Use 百折不挠 when repeated setbacks are central to the sentence. One ordinary obstacle is not enough. The phrase fits long research, difficult training, recovery after failure, or a team that keeps working after many blocked attempts. It is stronger and more formal than simply saying persistent.
Good translations include resilient after setbacks, unyielding, and refuse to give up. Unyielding can sound heroic but may also sound rigid in English, so check the context. Resilient after setbacks is often safer for modern writing because it preserves both difficulty and recovery.
Do not confuse 百折不挠 with 刻舟求剑. A person can be persistent in the wrong way. 百折不挠 praises endurance toward a meaningful goal, while 刻舟求剑 criticizes clinging to an outdated reference. If the sentence shows repeated effort but no learning, be careful before choosing 百折不挠.
A strong sentence should show the setbacks. Failed applications, repeated experiments, injuries, language mistakes, or business reversals all make the idiom concrete. If there is no visible pressure, the idiom sounds inflated. The phrase earns its force when the reader sees what had to be endured.
Before using 百折不挠, write the plain English idea first. If the plain sentence already says everything naturally, the chengyu must add a sharper judgment, cultural image, or tone. If it does not add one of those, leave the plain wording alone.
A good 百折不挠 sentence contains an object and evidence. The object is the person, plan, habit, result, or scene being judged. The evidence is the reason the phrase fits. Without both parts, the idiom may look learned but feel empty.
Compare 百折不挠 with 水滴石穿 and 守株待兔 before finalizing a sentence.
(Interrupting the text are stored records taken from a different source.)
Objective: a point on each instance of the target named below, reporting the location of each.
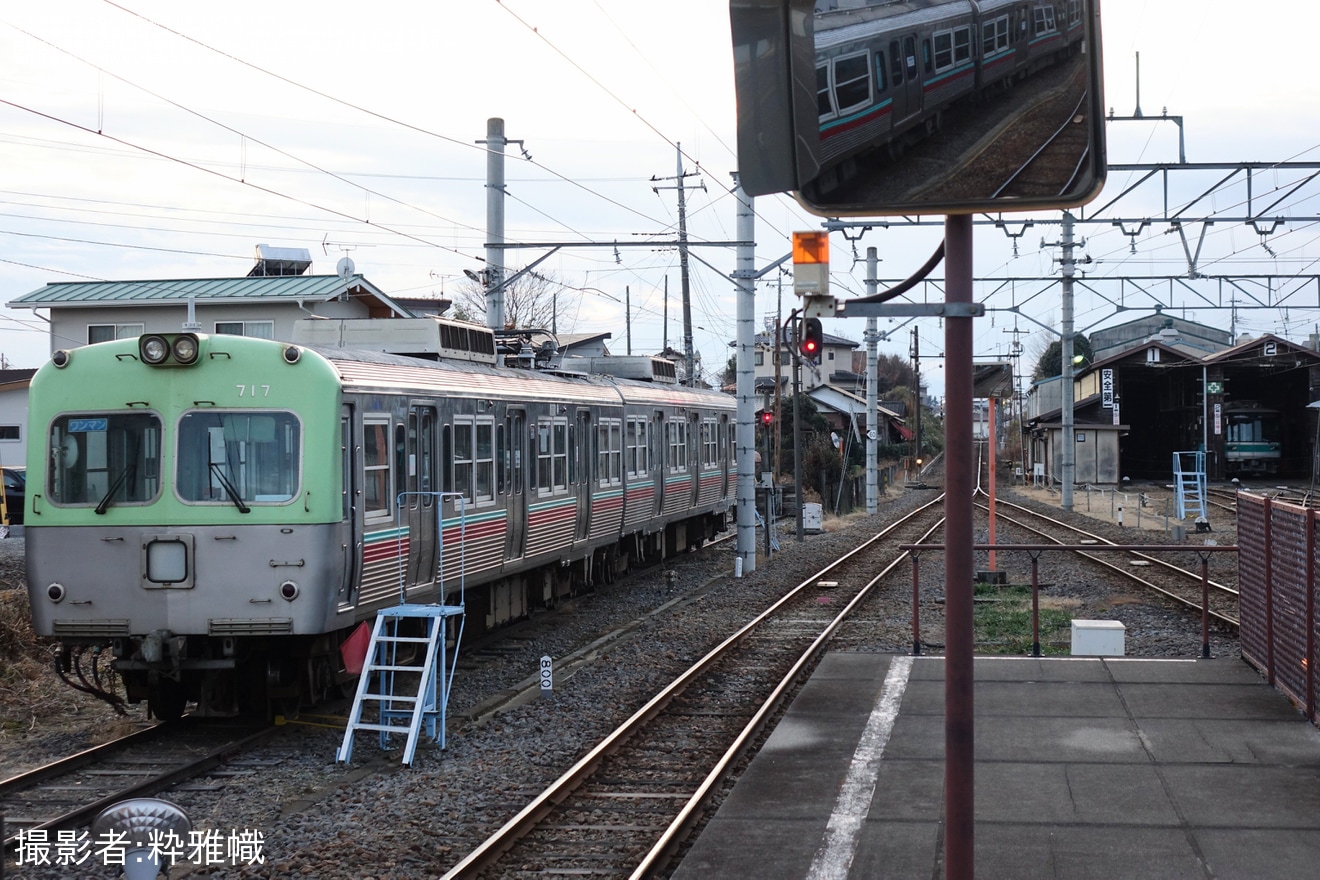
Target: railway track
(70, 792)
(1061, 157)
(1147, 570)
(625, 806)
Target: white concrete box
(1097, 637)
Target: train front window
(238, 458)
(104, 459)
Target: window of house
(112, 331)
(255, 329)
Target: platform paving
(1085, 768)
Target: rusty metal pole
(1311, 615)
(1035, 604)
(958, 731)
(916, 610)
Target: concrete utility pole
(1067, 454)
(873, 392)
(745, 432)
(683, 261)
(494, 275)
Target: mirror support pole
(745, 432)
(1068, 451)
(960, 483)
(873, 392)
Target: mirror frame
(779, 145)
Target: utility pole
(1067, 465)
(683, 260)
(916, 397)
(745, 429)
(494, 275)
(873, 392)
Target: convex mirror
(920, 106)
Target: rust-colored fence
(1277, 581)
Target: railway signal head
(812, 338)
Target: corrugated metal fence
(1277, 567)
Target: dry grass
(31, 691)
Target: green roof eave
(74, 294)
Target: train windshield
(104, 459)
(239, 457)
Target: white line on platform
(834, 858)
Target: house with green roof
(265, 302)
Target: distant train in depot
(1252, 440)
(217, 513)
(886, 73)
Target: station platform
(1085, 768)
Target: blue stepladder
(405, 674)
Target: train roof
(379, 371)
(848, 25)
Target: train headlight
(153, 350)
(185, 348)
(169, 350)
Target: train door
(580, 467)
(906, 79)
(515, 483)
(658, 443)
(419, 505)
(351, 546)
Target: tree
(531, 301)
(1052, 359)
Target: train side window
(425, 454)
(463, 461)
(609, 451)
(375, 465)
(994, 36)
(552, 455)
(1044, 20)
(824, 106)
(709, 442)
(961, 45)
(500, 461)
(677, 445)
(483, 461)
(943, 49)
(852, 83)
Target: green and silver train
(213, 515)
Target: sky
(145, 139)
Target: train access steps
(404, 678)
(1189, 483)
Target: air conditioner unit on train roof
(412, 337)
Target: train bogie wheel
(168, 701)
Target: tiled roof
(276, 288)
The goal is not to memorize synonyms; the goal is to reject the wrong phrase for a clear reason. That rejection is what turns recognition into usable knowledge.
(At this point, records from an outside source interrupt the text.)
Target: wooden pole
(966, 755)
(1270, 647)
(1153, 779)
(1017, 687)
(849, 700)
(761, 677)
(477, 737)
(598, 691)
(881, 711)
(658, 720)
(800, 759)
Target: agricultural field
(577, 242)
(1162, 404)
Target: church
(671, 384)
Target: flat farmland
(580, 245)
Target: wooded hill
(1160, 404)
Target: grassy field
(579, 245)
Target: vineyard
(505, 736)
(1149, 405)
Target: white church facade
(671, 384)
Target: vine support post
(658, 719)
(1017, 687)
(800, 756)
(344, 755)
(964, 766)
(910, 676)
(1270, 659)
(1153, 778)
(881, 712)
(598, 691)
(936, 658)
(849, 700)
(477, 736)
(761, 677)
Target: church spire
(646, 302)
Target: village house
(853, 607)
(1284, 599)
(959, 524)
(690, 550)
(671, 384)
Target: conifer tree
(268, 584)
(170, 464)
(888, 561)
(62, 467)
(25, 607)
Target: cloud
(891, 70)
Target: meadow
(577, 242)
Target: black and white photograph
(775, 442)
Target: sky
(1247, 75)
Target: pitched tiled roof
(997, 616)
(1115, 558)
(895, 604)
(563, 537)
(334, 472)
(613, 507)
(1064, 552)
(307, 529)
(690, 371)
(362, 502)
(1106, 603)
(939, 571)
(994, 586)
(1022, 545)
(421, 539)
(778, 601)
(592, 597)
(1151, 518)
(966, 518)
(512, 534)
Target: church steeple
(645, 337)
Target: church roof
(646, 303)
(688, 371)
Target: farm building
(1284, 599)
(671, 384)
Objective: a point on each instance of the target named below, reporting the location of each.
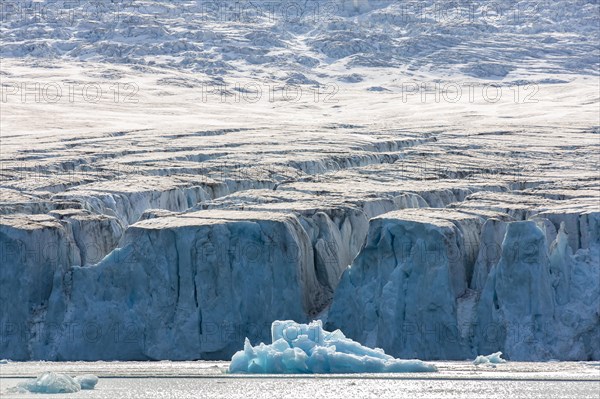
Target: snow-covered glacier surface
(176, 177)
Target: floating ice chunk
(87, 381)
(50, 382)
(307, 348)
(494, 358)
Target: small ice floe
(50, 382)
(301, 348)
(87, 381)
(492, 359)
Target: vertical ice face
(401, 292)
(33, 249)
(187, 287)
(516, 308)
(492, 234)
(528, 299)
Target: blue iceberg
(51, 383)
(307, 349)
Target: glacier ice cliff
(406, 292)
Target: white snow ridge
(178, 176)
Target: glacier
(307, 348)
(196, 199)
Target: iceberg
(50, 382)
(87, 381)
(309, 349)
(494, 358)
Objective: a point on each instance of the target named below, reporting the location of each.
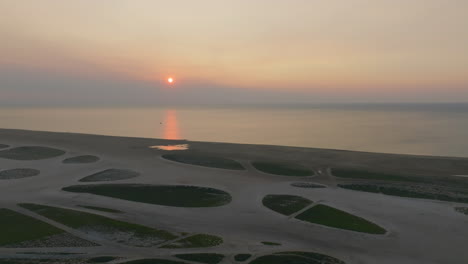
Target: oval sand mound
(285, 204)
(31, 153)
(111, 175)
(332, 217)
(296, 257)
(169, 195)
(205, 161)
(283, 169)
(18, 174)
(309, 185)
(81, 159)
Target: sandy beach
(417, 230)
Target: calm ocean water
(430, 129)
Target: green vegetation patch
(22, 231)
(168, 195)
(284, 169)
(285, 204)
(205, 161)
(309, 185)
(267, 243)
(111, 175)
(30, 153)
(208, 258)
(118, 231)
(369, 175)
(103, 259)
(102, 209)
(16, 228)
(296, 258)
(463, 210)
(196, 241)
(18, 174)
(42, 261)
(81, 159)
(153, 261)
(242, 257)
(332, 217)
(410, 192)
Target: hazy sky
(86, 52)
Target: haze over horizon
(120, 52)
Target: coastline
(244, 222)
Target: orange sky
(333, 46)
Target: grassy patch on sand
(30, 153)
(81, 159)
(124, 232)
(103, 259)
(16, 228)
(308, 185)
(407, 191)
(369, 175)
(205, 161)
(110, 175)
(196, 241)
(463, 210)
(285, 204)
(18, 174)
(297, 258)
(102, 209)
(332, 217)
(284, 169)
(207, 258)
(153, 261)
(242, 257)
(268, 243)
(169, 195)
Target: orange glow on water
(171, 126)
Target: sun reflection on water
(171, 132)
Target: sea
(422, 129)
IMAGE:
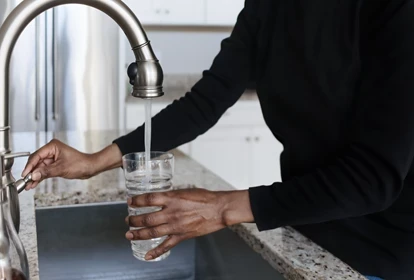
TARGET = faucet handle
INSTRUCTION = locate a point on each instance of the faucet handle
(16, 155)
(132, 72)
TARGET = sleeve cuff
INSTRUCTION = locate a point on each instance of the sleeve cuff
(263, 207)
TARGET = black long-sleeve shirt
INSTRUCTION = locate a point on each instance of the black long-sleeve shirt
(335, 80)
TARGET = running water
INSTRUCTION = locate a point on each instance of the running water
(148, 116)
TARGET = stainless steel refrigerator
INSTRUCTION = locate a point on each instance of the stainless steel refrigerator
(65, 71)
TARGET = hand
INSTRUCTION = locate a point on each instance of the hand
(186, 214)
(57, 159)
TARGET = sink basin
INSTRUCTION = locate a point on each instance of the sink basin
(87, 242)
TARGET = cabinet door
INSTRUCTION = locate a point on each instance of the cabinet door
(225, 151)
(180, 12)
(223, 12)
(266, 151)
(135, 117)
(145, 11)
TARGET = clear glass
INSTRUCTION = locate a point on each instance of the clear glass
(13, 258)
(161, 167)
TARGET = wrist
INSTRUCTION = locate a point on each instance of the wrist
(237, 208)
(106, 159)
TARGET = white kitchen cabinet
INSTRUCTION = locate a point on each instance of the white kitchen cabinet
(240, 148)
(135, 117)
(168, 12)
(226, 152)
(266, 151)
(144, 10)
(180, 12)
(223, 12)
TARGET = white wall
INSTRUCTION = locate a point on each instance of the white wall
(183, 50)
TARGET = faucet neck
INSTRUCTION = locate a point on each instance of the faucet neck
(27, 10)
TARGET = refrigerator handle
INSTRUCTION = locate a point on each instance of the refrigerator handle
(55, 97)
(39, 69)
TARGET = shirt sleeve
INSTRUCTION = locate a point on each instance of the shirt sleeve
(219, 88)
(369, 176)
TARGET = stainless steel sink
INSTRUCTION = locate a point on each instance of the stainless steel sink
(87, 242)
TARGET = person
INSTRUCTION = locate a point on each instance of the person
(335, 80)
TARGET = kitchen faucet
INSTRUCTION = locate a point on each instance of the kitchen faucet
(145, 74)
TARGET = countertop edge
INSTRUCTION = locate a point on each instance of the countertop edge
(288, 251)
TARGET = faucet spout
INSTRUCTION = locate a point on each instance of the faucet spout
(145, 74)
(149, 77)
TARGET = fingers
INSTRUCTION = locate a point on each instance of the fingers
(149, 233)
(164, 247)
(46, 152)
(148, 199)
(147, 220)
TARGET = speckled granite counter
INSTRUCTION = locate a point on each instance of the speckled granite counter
(293, 255)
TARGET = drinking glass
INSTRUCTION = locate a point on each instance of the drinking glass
(139, 180)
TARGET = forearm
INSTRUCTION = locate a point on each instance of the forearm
(106, 159)
(236, 208)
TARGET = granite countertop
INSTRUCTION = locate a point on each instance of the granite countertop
(289, 252)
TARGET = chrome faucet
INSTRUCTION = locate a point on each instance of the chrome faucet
(145, 74)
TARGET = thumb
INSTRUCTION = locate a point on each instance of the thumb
(48, 171)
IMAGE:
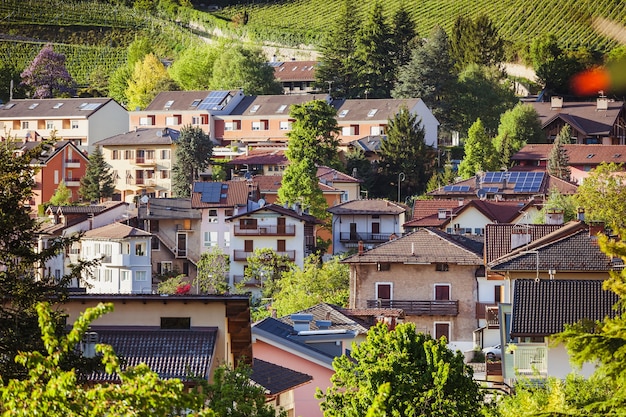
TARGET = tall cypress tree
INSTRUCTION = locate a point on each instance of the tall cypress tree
(98, 182)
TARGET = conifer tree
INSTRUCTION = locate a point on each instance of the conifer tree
(47, 77)
(98, 182)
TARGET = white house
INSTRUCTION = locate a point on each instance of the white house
(369, 221)
(125, 266)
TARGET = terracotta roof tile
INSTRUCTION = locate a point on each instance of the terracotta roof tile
(543, 308)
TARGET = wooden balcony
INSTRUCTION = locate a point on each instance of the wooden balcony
(419, 307)
(287, 230)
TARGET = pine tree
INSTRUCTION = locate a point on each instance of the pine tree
(374, 55)
(193, 153)
(98, 182)
(337, 71)
(47, 77)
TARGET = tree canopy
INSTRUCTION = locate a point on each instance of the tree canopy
(426, 378)
(98, 182)
(47, 77)
(193, 153)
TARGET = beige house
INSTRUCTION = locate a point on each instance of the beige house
(83, 121)
(430, 275)
(141, 161)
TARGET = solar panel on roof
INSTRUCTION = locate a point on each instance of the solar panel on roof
(213, 101)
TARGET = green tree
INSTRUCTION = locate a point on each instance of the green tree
(314, 133)
(430, 75)
(47, 77)
(23, 277)
(213, 267)
(337, 71)
(149, 78)
(98, 182)
(405, 152)
(193, 69)
(602, 195)
(426, 378)
(518, 126)
(317, 282)
(558, 161)
(479, 152)
(245, 68)
(193, 153)
(62, 196)
(374, 56)
(483, 94)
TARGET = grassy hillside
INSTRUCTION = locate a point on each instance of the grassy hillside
(520, 21)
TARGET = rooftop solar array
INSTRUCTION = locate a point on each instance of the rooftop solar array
(456, 188)
(524, 181)
(214, 101)
(211, 192)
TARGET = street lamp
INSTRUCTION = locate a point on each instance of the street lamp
(401, 177)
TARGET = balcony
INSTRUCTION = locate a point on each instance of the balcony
(347, 237)
(287, 230)
(419, 307)
(72, 163)
(145, 161)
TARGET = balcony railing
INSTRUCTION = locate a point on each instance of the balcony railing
(419, 307)
(365, 237)
(286, 230)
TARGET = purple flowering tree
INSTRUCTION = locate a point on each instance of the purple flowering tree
(47, 76)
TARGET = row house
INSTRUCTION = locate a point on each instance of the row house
(124, 254)
(581, 159)
(287, 231)
(176, 109)
(141, 161)
(367, 222)
(83, 121)
(602, 122)
(62, 162)
(175, 229)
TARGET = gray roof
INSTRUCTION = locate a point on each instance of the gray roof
(542, 308)
(423, 245)
(275, 378)
(182, 354)
(53, 108)
(142, 136)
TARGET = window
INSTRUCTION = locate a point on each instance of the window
(442, 330)
(210, 239)
(441, 267)
(180, 323)
(140, 249)
(442, 292)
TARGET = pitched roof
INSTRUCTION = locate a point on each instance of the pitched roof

When teaching or self-reviewing 百折不挠, ask the learner to mark source, meaning, use case, wrong case, and one example. If any mark is missing, return to the entry section that supplies it rather than guessing from the headword alone.
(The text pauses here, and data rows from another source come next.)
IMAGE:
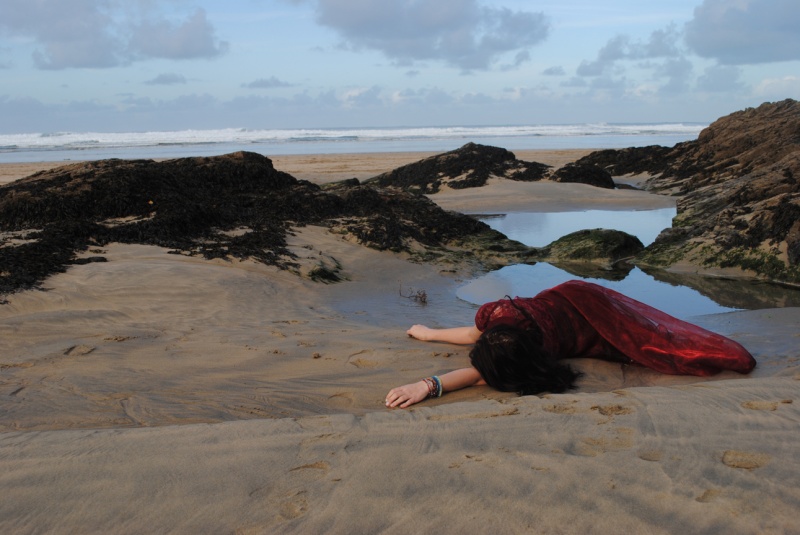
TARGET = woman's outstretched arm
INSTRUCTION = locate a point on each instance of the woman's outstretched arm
(456, 335)
(406, 395)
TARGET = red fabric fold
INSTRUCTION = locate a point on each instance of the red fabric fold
(581, 319)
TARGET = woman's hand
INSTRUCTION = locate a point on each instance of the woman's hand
(454, 335)
(420, 332)
(406, 395)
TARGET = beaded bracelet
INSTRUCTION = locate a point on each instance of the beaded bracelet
(434, 385)
(431, 386)
(438, 385)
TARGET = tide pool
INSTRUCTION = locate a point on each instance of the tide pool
(542, 228)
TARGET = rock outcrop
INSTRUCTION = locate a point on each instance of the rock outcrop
(232, 206)
(739, 192)
(583, 173)
(467, 167)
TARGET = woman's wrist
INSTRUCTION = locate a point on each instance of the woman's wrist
(434, 386)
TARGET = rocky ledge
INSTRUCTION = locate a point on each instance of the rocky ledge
(232, 206)
(472, 166)
(738, 189)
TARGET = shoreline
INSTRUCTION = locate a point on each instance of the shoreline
(168, 393)
(323, 168)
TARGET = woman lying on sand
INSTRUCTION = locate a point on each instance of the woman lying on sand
(520, 343)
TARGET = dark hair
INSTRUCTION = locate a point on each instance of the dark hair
(513, 359)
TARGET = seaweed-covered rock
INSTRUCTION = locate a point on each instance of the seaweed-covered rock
(237, 205)
(652, 159)
(739, 203)
(738, 192)
(591, 174)
(467, 167)
(592, 245)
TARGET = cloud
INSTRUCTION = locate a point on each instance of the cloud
(266, 83)
(103, 33)
(161, 39)
(460, 33)
(167, 79)
(661, 44)
(678, 72)
(554, 71)
(779, 88)
(745, 31)
(720, 79)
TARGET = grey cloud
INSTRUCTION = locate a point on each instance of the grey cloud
(101, 33)
(678, 72)
(661, 44)
(193, 39)
(167, 79)
(458, 32)
(746, 31)
(554, 71)
(720, 79)
(266, 83)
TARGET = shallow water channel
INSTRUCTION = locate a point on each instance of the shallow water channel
(681, 295)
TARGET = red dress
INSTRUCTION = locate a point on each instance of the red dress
(581, 319)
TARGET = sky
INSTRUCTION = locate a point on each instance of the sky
(149, 65)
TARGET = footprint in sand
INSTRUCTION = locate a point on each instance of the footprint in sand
(342, 399)
(620, 439)
(76, 351)
(561, 409)
(745, 459)
(650, 455)
(708, 496)
(295, 507)
(758, 405)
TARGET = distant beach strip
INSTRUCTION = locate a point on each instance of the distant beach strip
(57, 146)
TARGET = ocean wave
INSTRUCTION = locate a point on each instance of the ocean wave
(244, 136)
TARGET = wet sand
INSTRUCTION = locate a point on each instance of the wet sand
(158, 392)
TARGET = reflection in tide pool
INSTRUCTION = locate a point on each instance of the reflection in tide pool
(526, 281)
(538, 229)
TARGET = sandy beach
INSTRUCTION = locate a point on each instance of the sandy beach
(163, 393)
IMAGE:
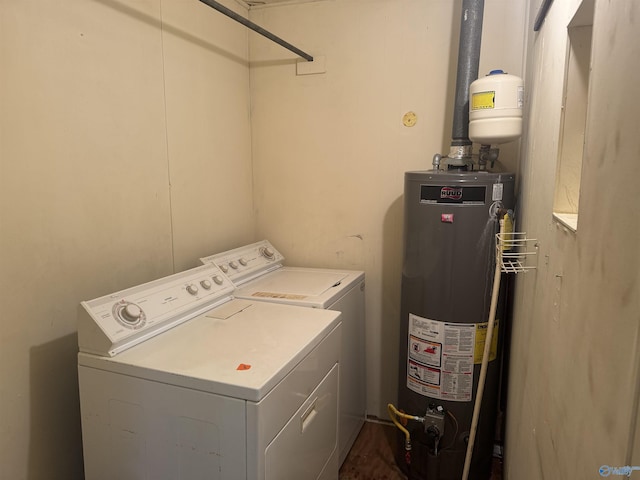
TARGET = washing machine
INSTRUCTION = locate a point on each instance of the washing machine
(258, 273)
(180, 380)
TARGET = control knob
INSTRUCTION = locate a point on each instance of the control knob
(131, 313)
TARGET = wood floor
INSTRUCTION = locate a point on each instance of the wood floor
(371, 457)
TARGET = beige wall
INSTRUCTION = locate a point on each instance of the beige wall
(124, 156)
(330, 150)
(574, 371)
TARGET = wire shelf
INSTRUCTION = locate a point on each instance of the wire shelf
(517, 252)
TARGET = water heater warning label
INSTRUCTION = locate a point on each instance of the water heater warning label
(440, 358)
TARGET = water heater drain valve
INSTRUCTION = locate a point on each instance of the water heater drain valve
(434, 424)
personal resilience is the first test zone for 百折不挠, but it is not the only possible use. Before using the phrase, name the speaker, the object being judged, and the nearest tested context: personal resilience, team effort, language learning, usage boundary, misuse boundary, comparison check, context setup, teacher correction. Then choose among unyielding, resilient after setbacks, refuse to give up as translation candidates and reject at least one candidate out loud. A useful final check is to compare the sentence with shui-di-shi-chuan and po-fu-chen-zhou; if one of those nearby entries explains the situation with less strain, the nearby phrase is the better learner choice.
When 百折不挠 is translated as unyielding, the English should still preserve the phrase's tone. Keep admiring and determined and the effort use area visible when the audience is still learning the idiom. If a short translation hides the warning "Do not use it for stubbornness when the method is clearly wrong.", choose a fuller English explanation instead. This matters because the strongest chengyu pages should help readers decide when not to use the most convenient English equivalent.